The prehistoric age of on-premise data integration
The early days of my career involved several large-scale data migration and analytical reporting projects, typically from sources to on-premise relational databases such as Teradata, Oracle and SQL Server. These projects were long, time-consuming and demanded constant supervision. I distinctly remember the team having to sign in during the middle of the night because the nightly batch had failed and the reports had to be in place the following morning! Manual coding and configuration were constant features (and irritants) of these long running projects.
What we had was in every sense an engineering/IT driven architecture, with entire sprints dedicated to schema changes and constant haggling with the security team to give us enough access and independence to do our job. It was impossible to pivot quickly. To meet our SLAs, we had to tune the performance at a very low level, request more compute and storage hardware as needed, and more. This traditional ETL was soon to get a boost with Hadoop becoming more prevalent in the industry...
A link in the evolutionary chain: Big data and IaaS
As “Big Data” became the buzzword, I worked with companies who were early adopters in the low commodity hardware/parallel processing boom. The major vendors of the time included Hortonworks and Cloudera, who for a time successfully promoted the infrastructure-as-a-service (IaaS) model. This made architecture more complex with a mix of different technologies and services, but data delivery and transformation was faster.
The interdependence of the technologies made it difficult to maintain, with any one service being down causing the pipelines to fail. Our daily data syncs were accompanied by heavy peak-time traffic, and we would sometimes have to triage what data was synced, inevitably leading some teams to miss fresh data. It wasn’t as elastic as we would have liked. The market also hadn’t really matured or settled on a standard, so MapReduce soon gave way to Spark, resulting in wide scale changes to our design and code. This was still an engineering workflow, with sprints and daily standups, just with a little more grunt behind our code.
The SaaS Rrevolution
The world as an SA today, characterized by an explosion in SaaS apps and data sources as well as off-the-shelf, automated data pipelines, is markedly different. I have been at Fivetran for nearly a year now and I have already seen companies get more value from data faster than I have across almost all my other projects combined. Companies today can go live with new data integrations in less time than it would have taken to change folder permissions back in the on-premise or IaaS age.
Back in the “Big Data” period, even cloud-based data warehouses with processing elasticity and MPP architecture needed custom coding, configuration, scheduling and other management. Modern fully-managed data integration technologies like Fivetran, along with the new ELT architecture and Cloud Data Warehouses, does away with all of these complications.
Instead of engineering sprints to produce new data models and accommodate schema changes, transformations are now the purview of analysts, written in SQL, which we know is here to stay. Tools like dbt, which bring version control, collaboration and other software development best practices to the work of analysts exemplify the best of this new approach.

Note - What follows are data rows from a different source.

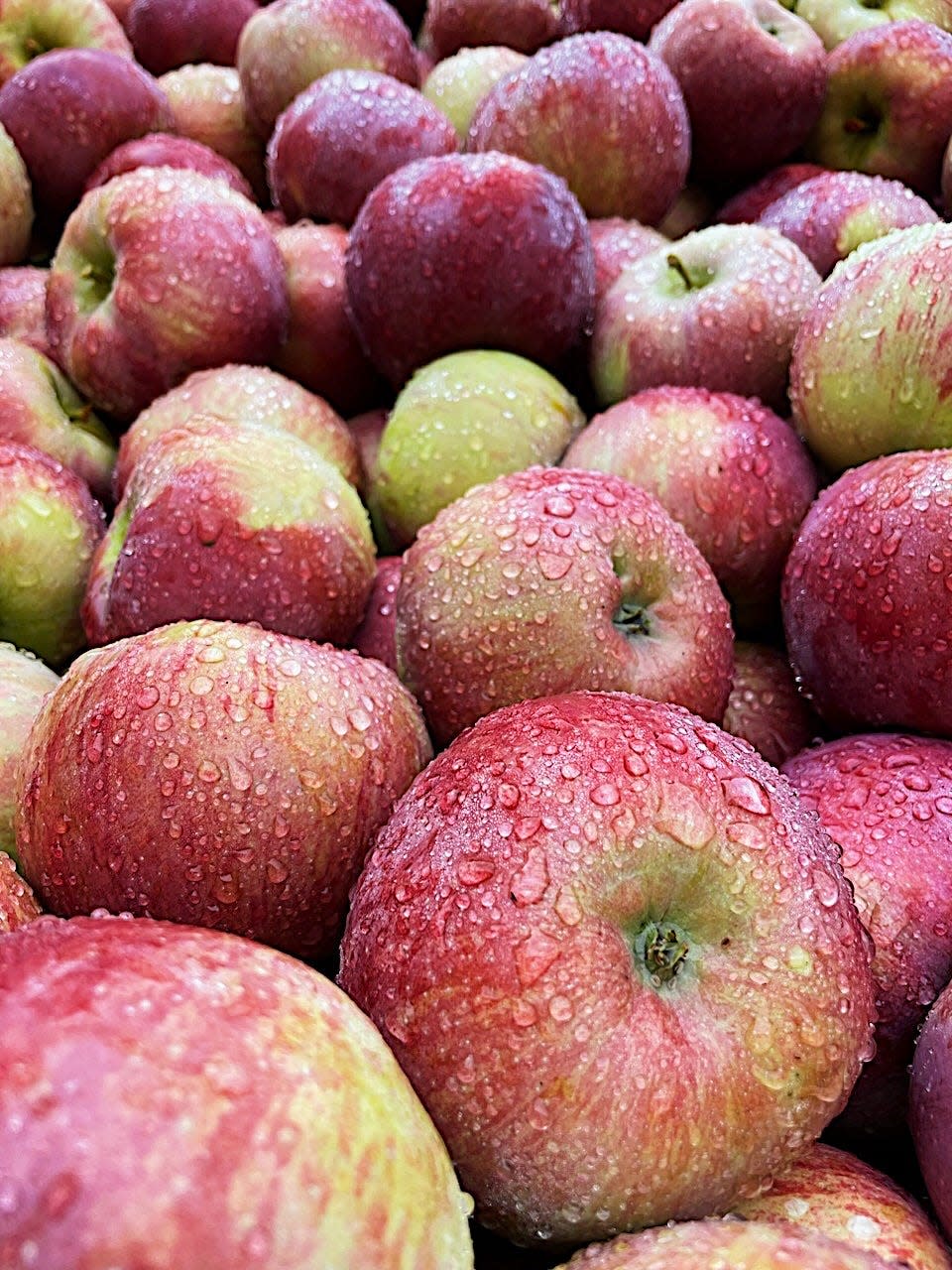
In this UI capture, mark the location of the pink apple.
[340,693,874,1244]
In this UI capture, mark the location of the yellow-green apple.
[0,0,132,84]
[0,49,173,235]
[422,45,526,142]
[158,63,268,203]
[0,441,105,667]
[721,640,820,767]
[0,916,472,1270]
[340,693,874,1246]
[82,416,376,644]
[346,153,595,387]
[124,0,258,75]
[268,69,459,225]
[372,349,585,550]
[0,337,115,502]
[908,987,952,1238]
[759,172,939,278]
[396,467,733,743]
[562,387,816,631]
[236,0,418,137]
[781,451,952,736]
[734,1143,952,1270]
[783,733,952,1142]
[590,225,820,408]
[808,19,952,196]
[789,223,952,472]
[466,32,690,225]
[274,219,389,414]
[0,644,60,863]
[15,621,430,960]
[648,0,826,182]
[45,165,289,419]
[114,364,361,499]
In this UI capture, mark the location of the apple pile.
[0,0,952,1270]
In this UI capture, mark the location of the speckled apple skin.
[0,916,472,1270]
[340,693,874,1244]
[781,449,952,736]
[15,622,430,958]
[396,467,734,743]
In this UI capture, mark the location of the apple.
[126,0,259,75]
[648,0,826,181]
[808,19,952,196]
[0,49,173,232]
[158,63,268,202]
[781,449,952,736]
[0,0,132,85]
[372,349,585,549]
[398,467,733,744]
[236,0,420,137]
[82,416,375,644]
[268,69,459,225]
[0,644,60,863]
[0,337,115,502]
[346,153,595,387]
[0,441,104,667]
[0,917,472,1270]
[274,219,389,414]
[114,364,361,498]
[467,32,690,225]
[421,45,526,142]
[0,123,33,266]
[589,225,820,408]
[339,691,874,1244]
[789,223,952,472]
[46,162,289,419]
[759,172,939,278]
[562,387,816,631]
[15,620,431,960]
[721,640,820,767]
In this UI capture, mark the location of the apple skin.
[124,0,259,75]
[721,640,821,767]
[0,337,115,502]
[808,19,952,198]
[346,153,595,387]
[47,169,289,419]
[648,0,826,181]
[82,416,376,644]
[398,467,734,744]
[15,621,431,960]
[789,223,952,472]
[372,349,585,550]
[783,733,952,1140]
[557,1219,896,1270]
[0,916,472,1270]
[908,987,952,1238]
[734,1143,952,1270]
[156,63,268,204]
[0,0,133,84]
[114,364,361,500]
[0,441,105,667]
[589,225,820,408]
[781,449,952,736]
[759,172,939,278]
[339,693,874,1246]
[236,0,420,137]
[0,644,60,863]
[466,32,690,225]
[268,69,459,226]
[0,49,173,232]
[562,387,817,632]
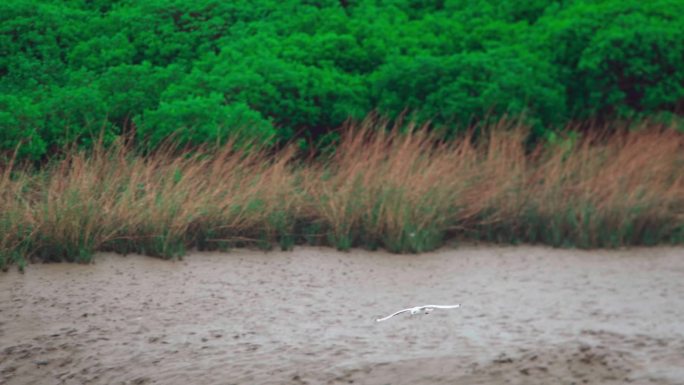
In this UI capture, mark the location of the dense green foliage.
[0,0,684,159]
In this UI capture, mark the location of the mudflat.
[0,246,684,385]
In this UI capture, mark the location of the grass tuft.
[0,118,684,269]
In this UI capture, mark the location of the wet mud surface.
[0,246,684,385]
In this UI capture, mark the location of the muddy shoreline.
[0,246,684,384]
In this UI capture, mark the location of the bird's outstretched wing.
[375,308,413,322]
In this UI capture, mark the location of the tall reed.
[0,118,684,268]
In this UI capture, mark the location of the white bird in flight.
[375,304,461,322]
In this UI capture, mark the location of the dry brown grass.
[0,118,684,267]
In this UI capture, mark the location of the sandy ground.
[0,247,684,385]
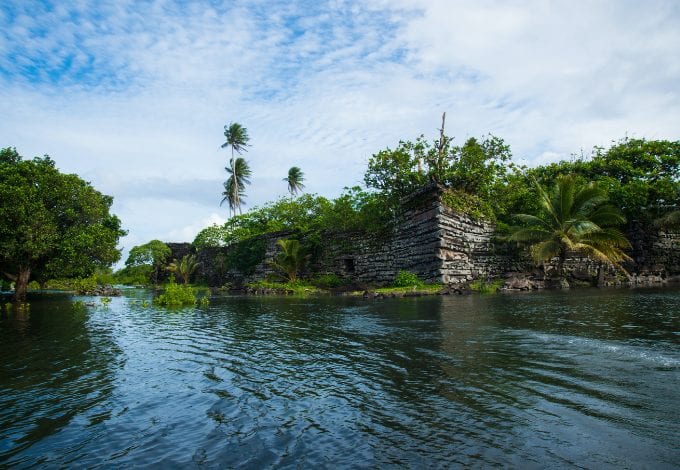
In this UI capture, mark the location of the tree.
[220,157,251,215]
[508,176,631,276]
[221,122,250,213]
[364,126,512,218]
[125,240,172,284]
[654,209,680,230]
[167,255,201,284]
[527,138,680,225]
[0,148,126,300]
[283,166,305,196]
[269,239,306,282]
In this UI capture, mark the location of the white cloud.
[0,0,680,260]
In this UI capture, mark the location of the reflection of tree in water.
[0,296,120,465]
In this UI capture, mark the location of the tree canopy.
[0,148,125,300]
[125,240,172,284]
[364,132,512,217]
[509,175,630,275]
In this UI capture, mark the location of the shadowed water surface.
[0,289,680,468]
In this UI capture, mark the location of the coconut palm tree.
[220,157,252,215]
[508,176,631,276]
[221,122,250,213]
[283,166,305,196]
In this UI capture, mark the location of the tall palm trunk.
[229,147,241,215]
[14,266,31,302]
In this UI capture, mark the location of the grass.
[246,279,326,295]
[470,279,504,294]
[375,284,444,294]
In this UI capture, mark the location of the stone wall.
[177,187,680,286]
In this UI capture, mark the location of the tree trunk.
[14,267,31,302]
[557,250,567,279]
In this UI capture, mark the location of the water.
[0,289,680,469]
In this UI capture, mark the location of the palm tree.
[220,157,252,215]
[269,239,307,282]
[283,166,305,196]
[221,122,250,213]
[166,255,201,284]
[508,176,632,276]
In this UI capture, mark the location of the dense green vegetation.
[154,278,209,307]
[125,240,172,285]
[269,238,307,282]
[193,187,389,249]
[508,175,631,275]
[165,255,201,284]
[187,132,680,286]
[0,148,125,300]
[503,138,680,226]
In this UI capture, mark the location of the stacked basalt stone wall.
[177,186,680,286]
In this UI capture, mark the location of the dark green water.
[0,289,680,469]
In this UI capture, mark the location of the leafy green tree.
[508,176,630,276]
[654,210,680,230]
[167,255,201,284]
[220,157,252,215]
[0,148,125,300]
[518,139,680,226]
[269,239,306,282]
[283,166,305,196]
[125,240,172,285]
[222,122,250,213]
[364,132,512,218]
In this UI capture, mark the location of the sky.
[0,0,680,260]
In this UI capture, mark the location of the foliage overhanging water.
[0,289,680,468]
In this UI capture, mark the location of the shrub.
[392,271,425,287]
[470,279,503,294]
[309,273,349,289]
[71,276,97,295]
[154,279,196,307]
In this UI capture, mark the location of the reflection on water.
[0,289,680,468]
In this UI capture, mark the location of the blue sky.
[0,0,680,262]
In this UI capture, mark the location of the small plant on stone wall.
[269,238,307,282]
[166,255,201,284]
[393,271,425,287]
[470,279,504,294]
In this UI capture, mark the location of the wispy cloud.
[0,0,680,260]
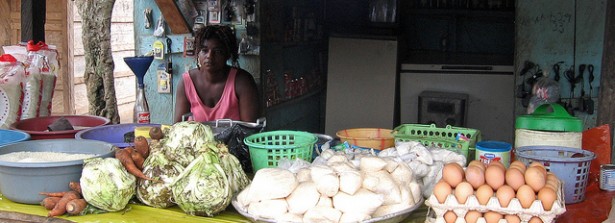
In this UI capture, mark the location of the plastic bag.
[215,124,263,173]
[527,77,560,114]
[582,124,611,185]
[0,54,26,129]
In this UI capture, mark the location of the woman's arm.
[173,77,190,123]
[235,69,260,122]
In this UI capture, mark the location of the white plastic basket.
[515,146,596,204]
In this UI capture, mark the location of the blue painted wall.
[515,0,606,128]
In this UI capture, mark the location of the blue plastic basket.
[515,146,596,204]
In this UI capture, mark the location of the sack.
[0,54,26,129]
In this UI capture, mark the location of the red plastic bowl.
[10,115,111,140]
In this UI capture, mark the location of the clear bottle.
[133,85,150,123]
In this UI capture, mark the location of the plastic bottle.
[133,85,150,123]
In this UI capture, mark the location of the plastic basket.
[393,124,481,162]
[335,128,395,150]
[515,146,596,204]
[244,130,318,172]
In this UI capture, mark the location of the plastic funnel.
[124,56,154,88]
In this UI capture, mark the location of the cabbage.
[79,157,136,211]
[137,152,184,208]
[161,121,215,167]
[171,151,232,217]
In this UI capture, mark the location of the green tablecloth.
[0,196,427,223]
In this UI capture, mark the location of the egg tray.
[425,185,566,223]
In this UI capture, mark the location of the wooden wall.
[72,0,135,123]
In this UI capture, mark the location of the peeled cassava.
[247,168,299,202]
[286,181,320,214]
[333,188,384,215]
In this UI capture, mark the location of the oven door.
[399,64,515,142]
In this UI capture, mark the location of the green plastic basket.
[393,124,481,162]
[243,130,318,172]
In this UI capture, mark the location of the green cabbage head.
[79,158,136,211]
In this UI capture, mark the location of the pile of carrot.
[115,136,152,180]
[40,181,88,217]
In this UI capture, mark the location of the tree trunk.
[75,0,120,124]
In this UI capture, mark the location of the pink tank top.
[182,68,241,122]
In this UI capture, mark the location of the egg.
[538,187,557,211]
[524,166,547,192]
[504,214,521,223]
[495,185,516,208]
[454,181,474,204]
[442,163,465,188]
[483,211,504,223]
[464,211,483,223]
[432,180,453,204]
[517,185,536,208]
[527,216,542,223]
[506,167,525,191]
[444,211,457,223]
[485,165,505,190]
[465,165,485,189]
[468,160,487,172]
[476,184,493,205]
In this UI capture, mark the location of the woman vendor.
[174,25,259,122]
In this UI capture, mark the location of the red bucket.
[10,115,111,140]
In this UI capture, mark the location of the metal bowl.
[0,139,113,204]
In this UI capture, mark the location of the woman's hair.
[194,25,239,67]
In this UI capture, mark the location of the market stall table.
[0,196,427,223]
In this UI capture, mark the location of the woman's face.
[198,38,230,71]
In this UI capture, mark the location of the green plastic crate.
[393,124,481,159]
[244,130,318,172]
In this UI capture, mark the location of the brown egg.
[454,181,474,204]
[476,184,493,205]
[468,160,487,172]
[485,165,506,190]
[504,214,521,223]
[465,211,483,223]
[444,211,457,223]
[524,166,547,192]
[527,216,542,223]
[506,167,525,191]
[538,187,557,211]
[432,180,453,204]
[495,185,516,208]
[466,165,485,189]
[483,211,504,223]
[487,160,506,169]
[442,163,465,188]
[517,185,536,208]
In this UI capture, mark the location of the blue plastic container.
[75,123,160,148]
[0,129,30,146]
[474,141,512,168]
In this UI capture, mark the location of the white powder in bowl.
[0,152,97,163]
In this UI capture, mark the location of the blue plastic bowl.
[0,129,30,146]
[75,123,160,148]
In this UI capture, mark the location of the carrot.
[115,147,152,180]
[66,199,88,215]
[130,151,145,170]
[68,181,81,194]
[47,191,81,217]
[39,191,68,197]
[134,136,149,158]
[41,197,62,210]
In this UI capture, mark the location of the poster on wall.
[207,0,221,24]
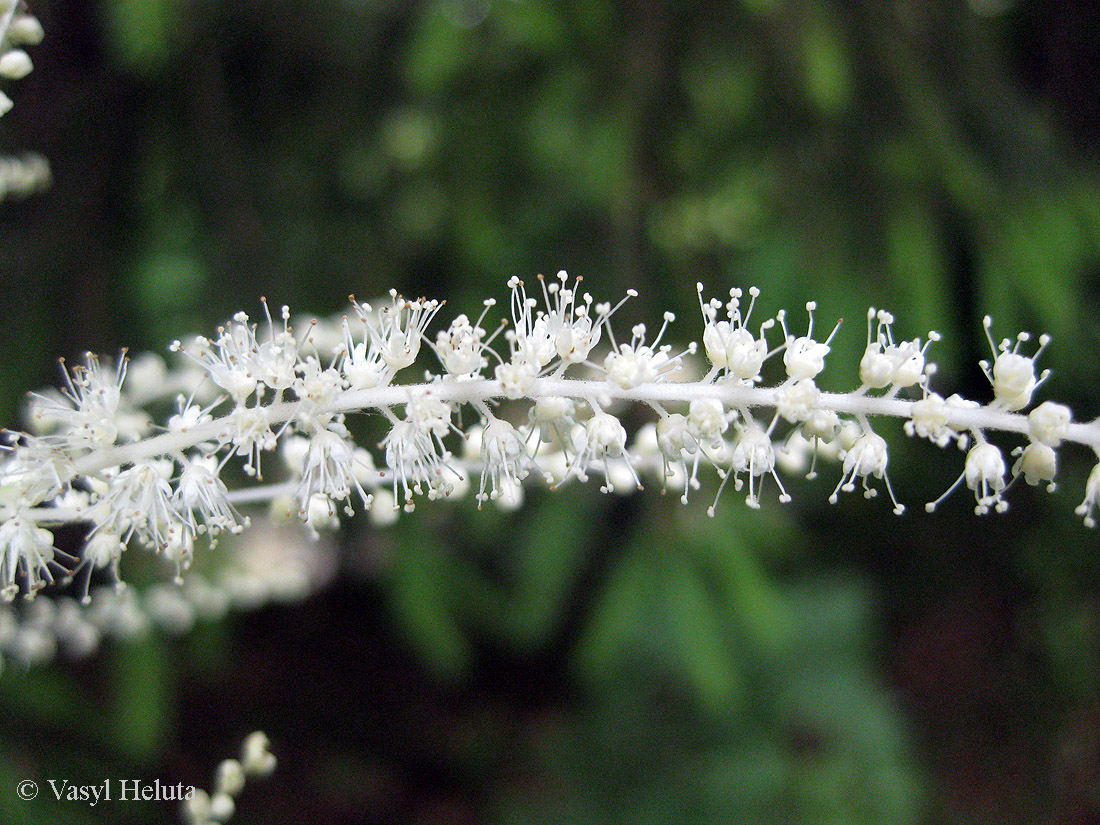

Automated data pipelines mean no more sprints, standups, late-night calls, miscoordination, and cranky messages between teams. Instead, data teams can concentrate on how that data will look for the business and continue adding more sources to gain more insights. Keeping up with the latest SaaS tools by hand is impossible – you can probably think of at least a dozen important tools your organisation uses which you have not extracted data from yet. Fivetran’s simplicity allows you to bring that data in with minimal configuration and effort, and focus on the critical asset of the business, data.
This simplicity is the culmination of progressive improvements in the data integration world. Taken together, they amount to a complete revolution in the reality of data integration. Life for data professionals is now easier, and more interesting, than ever before. It has also made my job a little easier, just don’t tell my boss.